La Chine dépense des milliards de yuans chaque année en subventions afin d’aider les constructeurs locaux (qui sont au total plus de 170 dans le pays). A titre d’exemple, 22 constructeurs chinois cotés en Bourse (dont BYD, FAW, Changan, Great Wall, GAC, Dongfeng ou encore Geely) ont reçu en 2013 4,59 milliards de yuans d’aides de la part de l’Etat et des gouvernements locaux. Ce montant est en hausse de 76 % par rapport à 2011.

Ces aides se présentent sous forme d’investissements, d’aides fiscales, de contrats prévoyant l’achat de véhicules du constructeur concernés, etc. Ils sont en outre réalisés à l’échelle locale (municipale et provinciale) et à l’échelle nationale. Il existe également des aides à l’achat profitant directement aux automobilistes, qui dopent les ventes des véhicules, notamment électriques.

Ainsi, la diversité des aides et subventions qui peuvent être accordées aux constructeurs chinois rend difficile à estimer le montant réel de ces aides. Le gouvernement central à lui seul a investi 13,8 milliards de yuans pour promouvoir les véhicules à énergies alternatives en 2011, montant auquel s’est ajouté 2,9 milliards de yuans supplémentaires en 2012.

Le nombre élevé des diverses subventions s’expliquent également par une sorte de concurrence entre les différents gouvernements locaux qui veulent promouvoir les constructeurs de leur province et créer des emplois dans leur région.

En outre, ces aides ne proviennent pas uniquement des gouvernements locaux et du gouvernement central chinois. En effet, les constructeurs américains et européens investissent également en Chine afin d’accroître leurs capacités.

L’objectif de ces différentes subventions et investissements est d’obtenir une industrie automobile moderne, à la pointe de la technologie, afin de concurrencer les industries automobiles européenne et américaine.

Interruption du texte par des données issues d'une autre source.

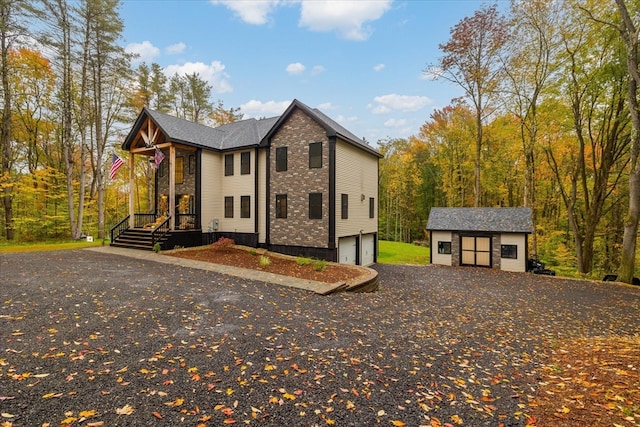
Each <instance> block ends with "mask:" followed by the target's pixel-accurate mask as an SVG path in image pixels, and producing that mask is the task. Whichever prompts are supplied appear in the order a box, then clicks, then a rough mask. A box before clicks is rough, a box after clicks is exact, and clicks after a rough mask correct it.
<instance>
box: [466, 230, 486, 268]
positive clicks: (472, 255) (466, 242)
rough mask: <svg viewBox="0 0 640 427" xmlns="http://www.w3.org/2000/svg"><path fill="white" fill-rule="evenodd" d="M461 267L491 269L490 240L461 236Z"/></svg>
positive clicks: (479, 238) (477, 237) (482, 238)
mask: <svg viewBox="0 0 640 427" xmlns="http://www.w3.org/2000/svg"><path fill="white" fill-rule="evenodd" d="M462 265H477V266H481V267H491V238H490V237H472V236H463V237H462Z"/></svg>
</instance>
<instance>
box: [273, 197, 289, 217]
mask: <svg viewBox="0 0 640 427" xmlns="http://www.w3.org/2000/svg"><path fill="white" fill-rule="evenodd" d="M286 217H287V195H286V194H276V218H286Z"/></svg>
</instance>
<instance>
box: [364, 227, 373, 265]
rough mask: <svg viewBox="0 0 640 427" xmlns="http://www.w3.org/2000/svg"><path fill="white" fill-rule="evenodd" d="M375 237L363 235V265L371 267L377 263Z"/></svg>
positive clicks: (369, 234)
mask: <svg viewBox="0 0 640 427" xmlns="http://www.w3.org/2000/svg"><path fill="white" fill-rule="evenodd" d="M375 252H376V246H375V235H374V234H363V235H362V265H364V266H367V265H371V264H373V263H374V261H375Z"/></svg>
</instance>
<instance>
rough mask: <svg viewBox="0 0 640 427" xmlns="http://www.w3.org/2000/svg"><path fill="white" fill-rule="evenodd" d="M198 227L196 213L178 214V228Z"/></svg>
mask: <svg viewBox="0 0 640 427" xmlns="http://www.w3.org/2000/svg"><path fill="white" fill-rule="evenodd" d="M194 228H196V214H177V215H176V230H193V229H194Z"/></svg>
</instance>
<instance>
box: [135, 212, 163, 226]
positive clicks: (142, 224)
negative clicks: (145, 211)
mask: <svg viewBox="0 0 640 427" xmlns="http://www.w3.org/2000/svg"><path fill="white" fill-rule="evenodd" d="M157 219H158V215H156V214H133V226H134V228H144V227H145V226H147V227H150V226H151V225H152V224H154V223H155V222H156V220H157Z"/></svg>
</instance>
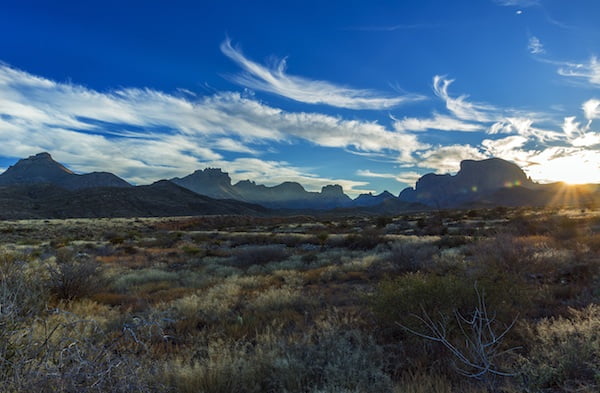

Le problème est que, si ces aides favorisent une croissance rapide, elles empêchent la consolidation de l’industrie automobile chinoise. En outre, elles développent les capacités de production des nombreux constructeurs locaux et accroissent donc le risque de voir apparaître des surcapacités en Chine. Elles peuvent enfin favoriser des petits constructeurs au détriment de plus grands groupes qui auraient ? sans cette concurrence ? la possibilité de devenir compétitifs au niveau international.